On Jobs, Life and Cooking

Sep 29, 2009 10:44

Well its now been 8 days since I have been unemployed, the first couple of days I was in a bit of shock about the whole thing, but given the fact that I absolutley couldn't stand what I was doing I'm currently in two frames of mind about how things are.

1.) Happier, in some ways,  relaxed that I didn't have to go do something that I disliked in an environment that to my mind was nuts, totally reactive mill turning where you weren't really, well I wasn't, kept abreast of what was happening.

2.) Stressed and tired. I'm not sleeping all that well at the moment as well, I have never really not had a job - generally I've always had 2 or 3. Its a bit odd for me. I've always stood on my own two feet on the job (and life) front and worked. Paid my, and often other peoples way, and I am painfully aware that if I don't get something, anything, sorted within the next few weeks then I am going to, partly due to my previous placements inability to deal with (OK I'll call myself - unruley) staff & give proper training, my (much to my annoyance) laxness in noticing something (and not being able to get my head around how they seemed to want me/temps in general to work) be reliant on the pitiful amount that I will get from job seekers allowance and have to be a burden on someone else's finances.

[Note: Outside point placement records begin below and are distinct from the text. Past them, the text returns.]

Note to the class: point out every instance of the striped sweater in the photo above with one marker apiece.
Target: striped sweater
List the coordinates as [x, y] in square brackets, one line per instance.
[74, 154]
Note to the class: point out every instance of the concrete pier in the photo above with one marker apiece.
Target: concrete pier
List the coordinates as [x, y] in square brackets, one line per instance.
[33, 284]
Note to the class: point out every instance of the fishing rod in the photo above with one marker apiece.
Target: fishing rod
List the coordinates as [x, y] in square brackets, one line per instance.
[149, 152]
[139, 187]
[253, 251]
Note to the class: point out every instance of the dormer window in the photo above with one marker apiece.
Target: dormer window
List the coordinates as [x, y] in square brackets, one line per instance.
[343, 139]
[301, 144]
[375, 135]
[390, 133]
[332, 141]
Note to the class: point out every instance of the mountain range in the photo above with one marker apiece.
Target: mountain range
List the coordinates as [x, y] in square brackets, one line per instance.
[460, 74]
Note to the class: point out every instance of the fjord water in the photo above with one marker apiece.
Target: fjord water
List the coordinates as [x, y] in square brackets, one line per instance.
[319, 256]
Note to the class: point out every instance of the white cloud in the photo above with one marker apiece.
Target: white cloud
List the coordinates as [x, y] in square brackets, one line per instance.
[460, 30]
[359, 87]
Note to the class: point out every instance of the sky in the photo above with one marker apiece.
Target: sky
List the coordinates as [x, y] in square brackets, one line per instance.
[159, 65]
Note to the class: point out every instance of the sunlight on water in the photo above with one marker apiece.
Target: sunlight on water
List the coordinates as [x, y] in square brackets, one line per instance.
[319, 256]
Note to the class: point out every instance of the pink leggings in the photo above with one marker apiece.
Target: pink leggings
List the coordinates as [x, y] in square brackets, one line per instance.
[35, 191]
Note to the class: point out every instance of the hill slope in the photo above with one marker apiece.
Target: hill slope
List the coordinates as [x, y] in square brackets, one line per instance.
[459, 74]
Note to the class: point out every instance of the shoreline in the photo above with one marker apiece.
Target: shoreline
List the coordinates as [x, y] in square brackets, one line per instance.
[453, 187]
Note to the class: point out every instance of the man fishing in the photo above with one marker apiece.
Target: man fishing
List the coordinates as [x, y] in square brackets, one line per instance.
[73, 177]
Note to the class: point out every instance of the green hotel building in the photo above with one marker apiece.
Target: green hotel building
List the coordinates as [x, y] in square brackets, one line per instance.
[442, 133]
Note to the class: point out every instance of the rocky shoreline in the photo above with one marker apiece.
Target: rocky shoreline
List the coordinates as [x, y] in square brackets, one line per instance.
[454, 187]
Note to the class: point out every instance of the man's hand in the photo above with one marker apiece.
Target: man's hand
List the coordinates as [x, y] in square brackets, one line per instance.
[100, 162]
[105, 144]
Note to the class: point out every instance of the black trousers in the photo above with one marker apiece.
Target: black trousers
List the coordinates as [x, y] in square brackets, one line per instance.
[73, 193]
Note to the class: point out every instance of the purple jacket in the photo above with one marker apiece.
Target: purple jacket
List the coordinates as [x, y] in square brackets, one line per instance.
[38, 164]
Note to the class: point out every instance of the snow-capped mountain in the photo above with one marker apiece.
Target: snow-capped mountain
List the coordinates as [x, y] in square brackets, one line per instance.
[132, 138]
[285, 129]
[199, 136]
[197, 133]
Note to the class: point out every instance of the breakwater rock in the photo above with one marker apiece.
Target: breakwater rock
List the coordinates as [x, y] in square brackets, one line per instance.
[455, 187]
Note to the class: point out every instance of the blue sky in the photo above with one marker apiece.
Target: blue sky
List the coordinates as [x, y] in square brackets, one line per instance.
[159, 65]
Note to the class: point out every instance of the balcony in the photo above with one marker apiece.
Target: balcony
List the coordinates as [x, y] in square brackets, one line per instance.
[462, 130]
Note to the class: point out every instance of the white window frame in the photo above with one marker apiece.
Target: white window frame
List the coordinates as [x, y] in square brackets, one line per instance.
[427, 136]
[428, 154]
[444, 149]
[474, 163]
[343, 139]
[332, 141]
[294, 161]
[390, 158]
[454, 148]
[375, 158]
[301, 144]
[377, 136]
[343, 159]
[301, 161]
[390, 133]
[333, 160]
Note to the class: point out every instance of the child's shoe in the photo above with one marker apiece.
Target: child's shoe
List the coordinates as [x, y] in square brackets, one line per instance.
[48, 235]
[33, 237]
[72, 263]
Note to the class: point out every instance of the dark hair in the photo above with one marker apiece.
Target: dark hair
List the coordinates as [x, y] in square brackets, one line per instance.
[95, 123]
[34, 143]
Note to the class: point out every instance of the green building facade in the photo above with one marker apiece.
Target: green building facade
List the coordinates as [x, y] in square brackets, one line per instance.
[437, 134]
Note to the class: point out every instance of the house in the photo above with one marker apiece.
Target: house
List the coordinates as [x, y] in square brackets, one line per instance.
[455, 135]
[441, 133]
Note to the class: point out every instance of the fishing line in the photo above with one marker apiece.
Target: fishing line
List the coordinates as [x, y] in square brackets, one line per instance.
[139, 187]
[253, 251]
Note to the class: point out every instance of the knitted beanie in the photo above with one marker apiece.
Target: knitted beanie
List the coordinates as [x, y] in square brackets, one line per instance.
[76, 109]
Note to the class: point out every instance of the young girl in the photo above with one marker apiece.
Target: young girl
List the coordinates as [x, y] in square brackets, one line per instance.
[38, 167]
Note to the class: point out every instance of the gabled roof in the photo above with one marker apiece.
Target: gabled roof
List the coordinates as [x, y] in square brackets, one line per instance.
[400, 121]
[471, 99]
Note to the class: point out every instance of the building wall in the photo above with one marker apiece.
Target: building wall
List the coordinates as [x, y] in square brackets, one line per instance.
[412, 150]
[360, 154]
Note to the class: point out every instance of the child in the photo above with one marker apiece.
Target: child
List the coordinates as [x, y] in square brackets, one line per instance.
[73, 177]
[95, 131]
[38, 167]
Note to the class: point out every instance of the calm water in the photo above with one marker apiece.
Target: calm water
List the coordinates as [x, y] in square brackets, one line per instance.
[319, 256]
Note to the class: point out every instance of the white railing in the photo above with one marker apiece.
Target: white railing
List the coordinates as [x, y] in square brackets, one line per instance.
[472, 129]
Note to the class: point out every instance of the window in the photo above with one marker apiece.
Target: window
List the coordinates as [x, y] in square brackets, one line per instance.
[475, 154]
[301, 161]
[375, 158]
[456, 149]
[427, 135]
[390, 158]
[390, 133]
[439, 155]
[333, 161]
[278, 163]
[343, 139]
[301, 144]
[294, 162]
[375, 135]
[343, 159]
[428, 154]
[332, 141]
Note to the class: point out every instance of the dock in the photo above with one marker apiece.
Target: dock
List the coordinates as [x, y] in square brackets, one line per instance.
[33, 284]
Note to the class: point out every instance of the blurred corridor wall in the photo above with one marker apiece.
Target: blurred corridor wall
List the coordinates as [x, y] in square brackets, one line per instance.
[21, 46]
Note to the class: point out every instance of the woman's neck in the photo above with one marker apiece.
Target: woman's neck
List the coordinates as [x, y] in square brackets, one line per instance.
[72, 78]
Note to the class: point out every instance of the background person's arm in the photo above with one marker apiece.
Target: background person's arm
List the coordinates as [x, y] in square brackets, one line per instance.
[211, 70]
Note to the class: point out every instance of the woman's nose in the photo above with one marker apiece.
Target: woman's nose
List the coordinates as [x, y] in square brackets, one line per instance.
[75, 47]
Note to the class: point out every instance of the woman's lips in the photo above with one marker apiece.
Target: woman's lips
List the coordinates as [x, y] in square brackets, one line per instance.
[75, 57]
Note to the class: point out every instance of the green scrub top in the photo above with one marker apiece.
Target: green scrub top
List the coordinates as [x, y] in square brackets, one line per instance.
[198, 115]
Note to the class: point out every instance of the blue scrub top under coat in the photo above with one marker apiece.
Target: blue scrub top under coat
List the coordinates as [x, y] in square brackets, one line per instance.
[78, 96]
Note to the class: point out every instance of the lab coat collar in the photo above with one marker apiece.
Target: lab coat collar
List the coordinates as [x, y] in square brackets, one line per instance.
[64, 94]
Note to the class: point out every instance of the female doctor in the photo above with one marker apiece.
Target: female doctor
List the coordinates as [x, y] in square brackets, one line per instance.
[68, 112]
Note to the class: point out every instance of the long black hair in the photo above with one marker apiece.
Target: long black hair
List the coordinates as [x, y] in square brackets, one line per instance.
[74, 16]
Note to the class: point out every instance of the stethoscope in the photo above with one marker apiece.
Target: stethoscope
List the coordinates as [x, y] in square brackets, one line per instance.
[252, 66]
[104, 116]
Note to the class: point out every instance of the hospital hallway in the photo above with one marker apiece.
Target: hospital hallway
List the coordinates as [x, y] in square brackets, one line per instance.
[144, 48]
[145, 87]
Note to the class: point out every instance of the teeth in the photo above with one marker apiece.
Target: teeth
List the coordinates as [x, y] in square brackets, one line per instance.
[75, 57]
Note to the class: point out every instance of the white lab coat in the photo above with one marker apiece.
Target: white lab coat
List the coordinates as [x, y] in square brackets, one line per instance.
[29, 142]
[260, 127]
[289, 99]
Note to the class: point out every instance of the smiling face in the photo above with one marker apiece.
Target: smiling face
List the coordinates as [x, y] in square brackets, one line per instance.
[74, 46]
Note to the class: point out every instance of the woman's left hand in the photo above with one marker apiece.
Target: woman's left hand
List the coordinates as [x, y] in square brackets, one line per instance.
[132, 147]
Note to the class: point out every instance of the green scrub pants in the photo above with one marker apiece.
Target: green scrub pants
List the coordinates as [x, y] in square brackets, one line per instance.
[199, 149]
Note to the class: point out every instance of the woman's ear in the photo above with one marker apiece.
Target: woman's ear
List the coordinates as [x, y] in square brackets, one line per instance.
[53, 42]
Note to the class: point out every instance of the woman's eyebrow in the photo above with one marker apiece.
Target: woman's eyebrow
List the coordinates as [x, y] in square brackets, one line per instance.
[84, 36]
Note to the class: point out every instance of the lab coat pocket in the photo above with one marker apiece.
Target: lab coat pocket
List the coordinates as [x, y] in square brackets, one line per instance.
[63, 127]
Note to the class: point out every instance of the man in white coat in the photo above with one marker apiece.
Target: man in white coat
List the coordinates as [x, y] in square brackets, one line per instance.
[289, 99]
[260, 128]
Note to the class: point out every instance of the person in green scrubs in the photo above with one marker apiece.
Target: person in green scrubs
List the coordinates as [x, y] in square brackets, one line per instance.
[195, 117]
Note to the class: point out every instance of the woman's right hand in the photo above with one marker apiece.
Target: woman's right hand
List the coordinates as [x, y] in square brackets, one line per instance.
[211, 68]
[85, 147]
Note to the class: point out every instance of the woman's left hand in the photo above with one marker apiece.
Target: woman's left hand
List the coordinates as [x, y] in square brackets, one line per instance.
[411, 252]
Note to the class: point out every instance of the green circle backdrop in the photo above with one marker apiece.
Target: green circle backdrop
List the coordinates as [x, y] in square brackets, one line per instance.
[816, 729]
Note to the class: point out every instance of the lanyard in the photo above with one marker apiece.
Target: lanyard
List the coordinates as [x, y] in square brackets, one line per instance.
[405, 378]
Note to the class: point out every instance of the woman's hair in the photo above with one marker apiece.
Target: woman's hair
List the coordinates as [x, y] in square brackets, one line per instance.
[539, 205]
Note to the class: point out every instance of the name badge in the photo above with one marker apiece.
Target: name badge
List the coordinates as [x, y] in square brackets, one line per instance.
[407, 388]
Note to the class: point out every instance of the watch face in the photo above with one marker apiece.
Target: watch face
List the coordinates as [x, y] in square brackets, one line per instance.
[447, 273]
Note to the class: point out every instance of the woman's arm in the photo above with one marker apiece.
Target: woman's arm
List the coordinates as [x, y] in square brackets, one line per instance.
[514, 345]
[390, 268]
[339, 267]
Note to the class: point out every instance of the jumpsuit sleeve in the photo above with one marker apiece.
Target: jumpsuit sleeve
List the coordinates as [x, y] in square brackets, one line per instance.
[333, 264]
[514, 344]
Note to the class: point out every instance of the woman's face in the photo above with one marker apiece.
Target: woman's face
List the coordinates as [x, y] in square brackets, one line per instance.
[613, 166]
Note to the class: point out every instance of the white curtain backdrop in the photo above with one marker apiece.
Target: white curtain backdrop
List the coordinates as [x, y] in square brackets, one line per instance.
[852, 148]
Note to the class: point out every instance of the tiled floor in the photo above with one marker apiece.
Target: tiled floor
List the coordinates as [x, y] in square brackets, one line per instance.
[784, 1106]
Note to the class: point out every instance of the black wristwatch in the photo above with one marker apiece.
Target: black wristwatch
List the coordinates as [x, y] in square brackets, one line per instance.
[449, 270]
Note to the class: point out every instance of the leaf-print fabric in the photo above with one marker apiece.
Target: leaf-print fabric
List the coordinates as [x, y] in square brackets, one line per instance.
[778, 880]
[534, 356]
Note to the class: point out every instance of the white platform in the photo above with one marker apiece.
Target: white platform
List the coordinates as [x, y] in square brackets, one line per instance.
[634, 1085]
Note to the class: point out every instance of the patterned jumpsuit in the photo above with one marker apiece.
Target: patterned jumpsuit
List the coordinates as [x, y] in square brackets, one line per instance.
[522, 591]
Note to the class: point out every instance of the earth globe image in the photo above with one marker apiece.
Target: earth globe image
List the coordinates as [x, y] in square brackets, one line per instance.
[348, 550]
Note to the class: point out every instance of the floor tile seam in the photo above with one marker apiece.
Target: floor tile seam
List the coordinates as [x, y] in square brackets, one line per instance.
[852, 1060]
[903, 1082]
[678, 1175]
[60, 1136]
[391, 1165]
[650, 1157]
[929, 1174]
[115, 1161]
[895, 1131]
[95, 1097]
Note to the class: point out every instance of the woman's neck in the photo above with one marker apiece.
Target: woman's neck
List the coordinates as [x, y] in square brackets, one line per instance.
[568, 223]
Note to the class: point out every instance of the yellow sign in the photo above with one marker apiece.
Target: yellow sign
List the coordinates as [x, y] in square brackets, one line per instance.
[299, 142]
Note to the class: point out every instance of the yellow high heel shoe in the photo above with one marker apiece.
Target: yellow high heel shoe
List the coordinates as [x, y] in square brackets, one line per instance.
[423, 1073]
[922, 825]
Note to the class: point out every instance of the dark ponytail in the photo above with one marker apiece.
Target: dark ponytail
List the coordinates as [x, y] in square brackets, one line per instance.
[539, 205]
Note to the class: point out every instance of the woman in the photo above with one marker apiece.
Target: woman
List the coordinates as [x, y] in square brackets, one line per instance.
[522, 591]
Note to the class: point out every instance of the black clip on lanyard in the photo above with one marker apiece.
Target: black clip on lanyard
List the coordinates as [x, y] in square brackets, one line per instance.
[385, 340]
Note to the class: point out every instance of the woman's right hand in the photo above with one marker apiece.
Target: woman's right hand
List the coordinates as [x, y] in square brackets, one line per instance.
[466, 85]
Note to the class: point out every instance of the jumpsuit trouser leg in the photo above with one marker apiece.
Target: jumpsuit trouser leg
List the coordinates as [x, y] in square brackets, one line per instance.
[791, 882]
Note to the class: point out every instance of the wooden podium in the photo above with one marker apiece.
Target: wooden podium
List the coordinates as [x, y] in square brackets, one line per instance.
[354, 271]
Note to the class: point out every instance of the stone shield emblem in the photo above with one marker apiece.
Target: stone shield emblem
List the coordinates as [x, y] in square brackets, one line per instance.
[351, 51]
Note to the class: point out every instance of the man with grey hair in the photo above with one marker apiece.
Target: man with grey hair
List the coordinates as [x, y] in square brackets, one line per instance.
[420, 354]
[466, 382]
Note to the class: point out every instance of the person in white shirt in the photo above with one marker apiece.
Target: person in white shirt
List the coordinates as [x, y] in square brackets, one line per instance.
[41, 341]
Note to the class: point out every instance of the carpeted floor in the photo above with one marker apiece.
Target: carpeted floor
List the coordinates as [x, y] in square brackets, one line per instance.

The real main problem that I can see with this, if, and this is an if, I get the full amount of JSA this will only just cover what I currently have going out in previous debts. I'm really quite worried about this.

Mostly thought its the 2nd point I feel particularly terrible about, having to burden someone else due to my inability to have a job, I feel pretty wretched about not having a job, yet attending a fair few interviews.

Part of the problem is that I really am lacking any real enthusiam about what I want to do. One of the interview feedbacks was that they weren't sure that I was committed to a career in HR as I said that I wasn't sure what area of HR I wanted to go into. Which I thought was a fair comment, apparently not.
I've never really known what I want to do in life, I've got a few ideas but nothing perm and I've always prefered to have a go at differnt things to try and narrow this down.
I am also aware that I would be a lot better if I did have something that I could aim for as I am getting frustrated at myself at the moment as I kind of see it that I don't want to totally focus training on something to find that you can't get a job in that area. This is really daft I know but untill I can get my head out of that track then I don't think that I am going to get very far fast.

From my job at BNS I did enjoy organisnig things, but I mostly enjoyed supporting the graduates with thier problems either in terms of day to day within the company or otherwise. I quite like training as its about development and expolration.
I've thought about going down the careers advising/counselling route and think that I might have to ask around a bit more at the job centre or where you go and ask about such things. I've looked into volutneering say at the samaritans as I thought that it might be good exposure and training for a taste of that sort of thing. Only problem that I forsee with that the moment is I'm not sure if I am emotianally upto it, I'm at a bit of a low at the moment and that generally involves me trying to hide from the world. I' know that I am not really much fun to be around when I am like this.

But away from HR I like a potentially long term idea of opening a cafe somewhere that sells fuds, contenental beer and possibly has a couple of rooms to hire. Far fetched dream potentially but I like the idea of running my own business, catering and hotels is something that I know. I don't think that I will ever get used to office politics myself.

Upsides on the not having a job is that the flat is very clean and I am enjoying getting around to doing some cooking, also self managing myself - I've set my job hunt up like I would be if I were working. So its good to know that I can organise and plan my own time & workload. After the last job I was starting to think that I was completly useless and incapable.

Anyways thats probably enough self indulgance and I ought to get back to checking every online job recruiter under the sun to see what might be out there... At least there are some potental jobs that  I can apply for, I appreciate that there are some people out there that aren't even that lucky.

Back to it, possibly after a biscuit and a cup of tea thou..... tally ho!